Tuesday, July 15, 2008

Tuna Steak with Corn and Salad Tuesday

We marinated the tuna steak and cooked it like this:


  • 1/4 cup orange juice
  • 1/4 cup soy sauce
  • 2 tablespoons olive oil
  • 1 tablespoon lemon juice
  • 2 tablespoons chopped fresh parsley
  • 1 clove garlic, minced
  • 1/2 teaspoon chopped fresh oregano
  • 1/2 teaspoon ground black pepper
  • 4 (4 ounce) tuna steaks


  1. In a large non-reactive dish, mix together the orange juice, soy sauce, olive oil, lemon juice, parsley, garlic, oregano, and pepper.
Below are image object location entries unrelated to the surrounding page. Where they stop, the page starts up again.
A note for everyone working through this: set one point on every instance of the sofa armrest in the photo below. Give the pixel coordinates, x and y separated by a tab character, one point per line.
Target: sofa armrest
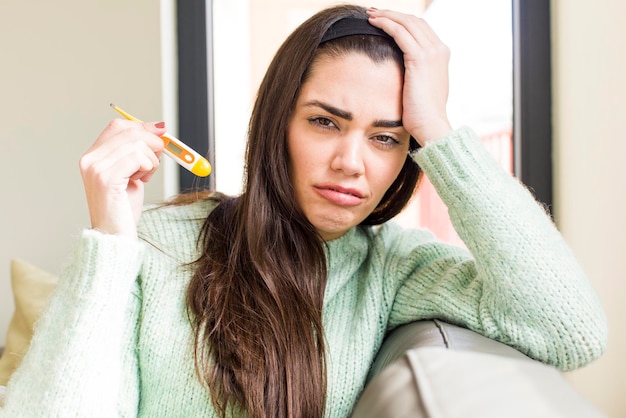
433	369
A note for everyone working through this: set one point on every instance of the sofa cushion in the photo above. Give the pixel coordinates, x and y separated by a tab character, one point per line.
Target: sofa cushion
32	287
439	382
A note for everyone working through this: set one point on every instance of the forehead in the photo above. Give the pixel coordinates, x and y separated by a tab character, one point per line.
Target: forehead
353	81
Place the tuna steaks in the marinade and turn to coat. Cover, and refrigerate for at least 30 minutes.
  2. Preheat grill for high heat.
  3. Lightly oil grill grate. Cook the tuna steaks for 5 to 6 minutes, then turn and baste with the marinade. Cook for an additional 5 minutes, or to desired doneness. Discard any remaining marinade.

We also made an oil and vinegar dressing for a mixed green salad with sesame sticks, walnuts, dried cranberries, and arugula. The corn on the cob was for dessert!

The boys had dinner earlier- scrambled eggs with cheese, carrot sticks, and lots of pretzely and cookie-type snacks.